Although the justices have not indicated their beliefs on transgender health care restrictions, including in their order allowing Idaho to enforce its gender-affirming care ban, a recent exchange during oral arguments for a case on emergency abortion access shows that the issue is on justices’ minds.

Supreme Court Justices Amy Coney Barrett and Neil Gorsuch linked state abortion bans with bans on gender-affirming care when asking clarifying questions about the case, which deals with whether federal law can mandate that hospitals that accept Medicare funding provide abortions in medical emergencies.

Enforcement of the Emergency Medical Treatment and Labor Act, known as EMTALA, is at the center of the case. It was passed in 1986 through the authority of Congress’ Spending Clause,  which specifies how Congress can spend and allocate federal funds to states. 

During oral arguments, Barrett asked whether, in another presidential administration, it would be possible for Congress to use its spending power to forbid any hospital using federal funds from performing abortions or “gender reassignment surgery.” She pointed out the potential for such a rule to go “back and forth through Spending Clause litigation in ways that would be unusual.”

Solicitor General Elizabeth Prelogar, who represents the United States in front of the high court, responded that she believes that Congress has broad power to implement such conditions under the clause, as long as it follows the appropriate rules.

Gorsuch also connected gender-affirming care bans with abortion bans in his deliberation on the reach of the Spending Clause, and in his questioning of how the justices should reconcile that potential reach with EMTALA’s requirement that the federal government not overextend its powers when it comes to medicine.

“Could the federal government essentially regulate the practice of medicine of the states through the Spending Clause? The answer, I think, is yes, Congress could prohibit gender reassignment surgeries across the nation, it could ban abortion across the nation, through the use of its Spending Clause authority, right?” he asked Prelogar.

“I think that that would be valid legislation,” Prelogar responded.

In their order allowing Idaho to enforce its gender-affirming care ban, Gorsuch, joined by Justices Samuel Alito and Clarence Thomas, warned that “lower courts would be wise to take heed” of the high court’s refusal to allow Idaho’s ban to be blocked across the state.

Chase Strangio, the attorney of record in both the Idaho and Tennessee cases, and deputy director for transgender justice at the ACLU’s LGBTQ & HIV Project, took to social media to clarify the narrow scope of the Supreme Court’s order.

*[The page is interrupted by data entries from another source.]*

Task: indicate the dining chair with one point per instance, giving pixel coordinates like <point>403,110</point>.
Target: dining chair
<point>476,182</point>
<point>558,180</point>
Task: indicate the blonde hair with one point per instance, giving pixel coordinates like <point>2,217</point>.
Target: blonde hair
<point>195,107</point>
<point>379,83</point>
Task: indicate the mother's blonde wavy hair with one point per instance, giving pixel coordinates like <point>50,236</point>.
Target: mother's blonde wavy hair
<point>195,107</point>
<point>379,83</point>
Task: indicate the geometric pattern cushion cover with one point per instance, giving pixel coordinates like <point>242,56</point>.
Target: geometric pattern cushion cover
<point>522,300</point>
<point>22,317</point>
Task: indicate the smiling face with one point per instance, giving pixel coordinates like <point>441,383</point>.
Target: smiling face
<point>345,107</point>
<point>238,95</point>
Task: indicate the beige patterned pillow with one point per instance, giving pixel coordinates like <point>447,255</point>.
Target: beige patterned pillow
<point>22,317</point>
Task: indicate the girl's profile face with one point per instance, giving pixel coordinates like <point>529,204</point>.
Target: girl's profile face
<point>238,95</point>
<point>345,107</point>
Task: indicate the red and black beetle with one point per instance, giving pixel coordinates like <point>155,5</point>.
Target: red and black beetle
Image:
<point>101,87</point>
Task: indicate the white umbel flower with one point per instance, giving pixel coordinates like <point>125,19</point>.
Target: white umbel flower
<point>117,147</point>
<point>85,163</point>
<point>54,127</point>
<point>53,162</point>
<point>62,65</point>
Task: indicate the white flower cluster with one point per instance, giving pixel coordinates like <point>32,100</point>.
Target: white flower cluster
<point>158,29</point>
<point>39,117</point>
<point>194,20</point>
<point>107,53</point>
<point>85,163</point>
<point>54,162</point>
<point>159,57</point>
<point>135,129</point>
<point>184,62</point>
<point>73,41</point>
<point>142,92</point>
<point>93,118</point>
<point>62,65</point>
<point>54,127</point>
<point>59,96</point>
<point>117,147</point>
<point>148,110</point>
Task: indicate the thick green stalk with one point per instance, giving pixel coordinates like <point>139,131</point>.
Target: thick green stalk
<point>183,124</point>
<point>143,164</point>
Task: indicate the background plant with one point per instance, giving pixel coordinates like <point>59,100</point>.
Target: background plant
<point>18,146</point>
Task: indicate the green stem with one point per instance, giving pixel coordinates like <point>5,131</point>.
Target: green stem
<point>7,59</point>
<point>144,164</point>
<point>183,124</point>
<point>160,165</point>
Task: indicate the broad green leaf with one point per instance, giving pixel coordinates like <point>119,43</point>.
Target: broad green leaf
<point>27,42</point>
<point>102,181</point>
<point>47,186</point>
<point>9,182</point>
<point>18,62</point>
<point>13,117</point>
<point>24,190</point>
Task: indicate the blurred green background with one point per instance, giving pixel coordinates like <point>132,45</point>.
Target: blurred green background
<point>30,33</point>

It is not about transgender people and is not about whether states can ban gender-affirming care for minors, Strangio said on Instagram. The only question before the court was about how far the injunction in Idaho reaches, he said, and their order means that trans youth across the state will be kept from health care.

“This is a devastating material impact in terms of access to care more broadly in Idaho, but it is not the level of devastation that some people are suggesting, that the court has now signaled that it is constitutional for states to ban this care. That remains an ongoing subject of litigation across the country,” he said in an Instagram video.

Meanwhile, in Idaho, trans youth and their families were faced with a sudden change in whether they can access care like puberty blockers and hormone therapy.

Jenna Damron, an advocacy fellow with the ACLU based in Boise, Idaho, said that both trans adults and youth in the state are afraid about the future of their health care. “Overnight, access to these medications has now changed because of this Supreme Court ruling and that has sent the community into a sense of fear and panic and grief,” she said.